LLMs are powerful, but they sometimes fail in embarrassingly simple ways — especially when commonsense reasoning is involved.
Example:
Q: Part of golf is trying to get a higher point total than others. Yes or No?
A: Yes.
That’s wrong. The goal of golf is to minimize strokes, not rack up points.
This isn’t a “math” problem. It’s a knowledge gap. The model is missing a key fact about the world.
The GENKNOW Idea
Instead of asking the model to answer the question directly, we first ask it to generate relevant knowledge — then use that knowledge as part of the prompt for the final answer.
This is a two-stage process:
- Knowledge Generation – Model produces facts or context related to the question.
- Knowledge Integration – Facts are appended to the question and passed back to the model to produce the final answer.
The hypothesis: reasoning is stronger when the model explicitly states facts before making a judgment.
Code Demo: GENKNOW for Commonsense QA
import openai
openai.api_key = "your-api-key"
def generate_knowledge(question):
"""Ask the model for facts related to the question."""
prompt = f"Generate relevant factual knowledge to help answer the question: {question}"
response = openai.ChatCompletion.create(
model="gpt-3.5-turbo",
messages=[{"role": "user", "content": prompt}],
max_tokens=150,
temperature=0.7
)
return response["choices"][0]["message"]["content"].strip()
def integrate_knowledge_and_answer(question, knowledge):
"""Ask the model to answer using the generated knowledge."""
prompt = f"Question: {question}\nKnowledge: {knowledge}\nExplain and Answer clearly."
response = openai.ChatCompletion.create(
model="gpt-3.5-turbo",
messages=[{"role": "user", "content": prompt}],
max_tokens=150,
temperature=0.0
)
return response["choices"][0]["message"]["content"].strip()
# Example question
question = "Part of golf is trying to get a higher point total than others. Yes or No?"
# Stage 1: Generate knowledge
knowledge = generate_knowledge(question)
print("📄 Generated Knowledge:\n", knowledge)
# Stage 2: Integrate knowledge into answer
final_answer = integrate_knowledge_and_answer(question, knowledge)
print("\n✅ Final Answer:\n", final_answer)
What This Code Shows
- Decomposition – Breaks a question into a fact-finding step and a reasoning step.
- Interpretability – The “knowledge” is visible, so you can debug and refine it.

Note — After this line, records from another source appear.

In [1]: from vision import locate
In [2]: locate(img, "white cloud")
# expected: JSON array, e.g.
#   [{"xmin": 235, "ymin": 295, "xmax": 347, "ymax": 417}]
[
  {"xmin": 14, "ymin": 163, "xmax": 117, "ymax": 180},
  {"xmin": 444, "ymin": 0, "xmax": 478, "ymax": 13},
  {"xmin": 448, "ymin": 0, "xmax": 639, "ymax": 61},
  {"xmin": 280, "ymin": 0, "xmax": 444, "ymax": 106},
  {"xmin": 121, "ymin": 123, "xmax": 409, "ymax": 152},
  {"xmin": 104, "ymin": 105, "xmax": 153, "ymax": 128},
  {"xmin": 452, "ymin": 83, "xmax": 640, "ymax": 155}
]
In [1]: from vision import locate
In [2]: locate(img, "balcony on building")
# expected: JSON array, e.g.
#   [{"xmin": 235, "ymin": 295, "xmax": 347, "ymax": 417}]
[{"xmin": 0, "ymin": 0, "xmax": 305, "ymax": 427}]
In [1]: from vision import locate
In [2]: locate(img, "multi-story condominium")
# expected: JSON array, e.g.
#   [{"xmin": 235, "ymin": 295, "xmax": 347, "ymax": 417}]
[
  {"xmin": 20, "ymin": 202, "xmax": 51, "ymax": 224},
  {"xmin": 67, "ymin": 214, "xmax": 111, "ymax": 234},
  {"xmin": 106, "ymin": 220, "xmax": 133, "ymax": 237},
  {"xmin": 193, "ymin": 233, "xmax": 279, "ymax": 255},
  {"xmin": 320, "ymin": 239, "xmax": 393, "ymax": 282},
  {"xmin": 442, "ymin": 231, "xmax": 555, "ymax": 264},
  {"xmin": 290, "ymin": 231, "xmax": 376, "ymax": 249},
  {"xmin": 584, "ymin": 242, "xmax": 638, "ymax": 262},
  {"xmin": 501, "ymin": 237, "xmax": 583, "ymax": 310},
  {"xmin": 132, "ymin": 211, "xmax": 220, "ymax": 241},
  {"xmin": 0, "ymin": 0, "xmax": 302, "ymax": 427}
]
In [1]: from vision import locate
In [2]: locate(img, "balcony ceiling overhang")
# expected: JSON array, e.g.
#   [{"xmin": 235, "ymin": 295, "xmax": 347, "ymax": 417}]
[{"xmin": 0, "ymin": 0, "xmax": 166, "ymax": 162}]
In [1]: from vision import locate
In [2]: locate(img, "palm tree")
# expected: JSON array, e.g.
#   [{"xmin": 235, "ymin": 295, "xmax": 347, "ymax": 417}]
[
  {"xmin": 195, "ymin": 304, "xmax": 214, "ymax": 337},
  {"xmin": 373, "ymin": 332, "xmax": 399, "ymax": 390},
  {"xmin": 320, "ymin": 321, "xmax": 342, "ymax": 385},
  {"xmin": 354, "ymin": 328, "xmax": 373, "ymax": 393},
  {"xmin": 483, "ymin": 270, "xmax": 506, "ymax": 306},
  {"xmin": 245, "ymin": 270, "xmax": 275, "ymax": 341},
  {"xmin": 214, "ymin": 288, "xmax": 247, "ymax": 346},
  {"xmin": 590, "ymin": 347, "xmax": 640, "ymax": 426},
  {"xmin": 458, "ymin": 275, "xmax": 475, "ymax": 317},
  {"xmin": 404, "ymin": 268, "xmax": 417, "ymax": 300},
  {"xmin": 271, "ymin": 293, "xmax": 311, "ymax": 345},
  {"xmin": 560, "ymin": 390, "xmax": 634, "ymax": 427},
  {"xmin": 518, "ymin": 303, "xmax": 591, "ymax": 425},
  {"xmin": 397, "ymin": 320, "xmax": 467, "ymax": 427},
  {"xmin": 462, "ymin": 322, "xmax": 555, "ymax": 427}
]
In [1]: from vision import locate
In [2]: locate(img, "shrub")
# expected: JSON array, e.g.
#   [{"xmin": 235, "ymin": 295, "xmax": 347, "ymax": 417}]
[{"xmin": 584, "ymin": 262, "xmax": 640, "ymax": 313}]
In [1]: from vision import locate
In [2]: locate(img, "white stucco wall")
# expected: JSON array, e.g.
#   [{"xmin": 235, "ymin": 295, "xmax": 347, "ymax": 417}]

- Domain Adaptability – Swap in domain-specific knowledge prompts for medicine, law, or technical support.
📈 Why This Works
By making the model “say the facts out loud” before making a judgment, you:
- Reduce hallucination risk.
- Improve consistency.
- Create opportunities for human review of the generated knowledge before final decisions.
In Liu et al. (2022), this approach improved performance on tasks like commonsense reasoning and multi-hop QA, showing that sometimes the shortest path to the answer is two steps.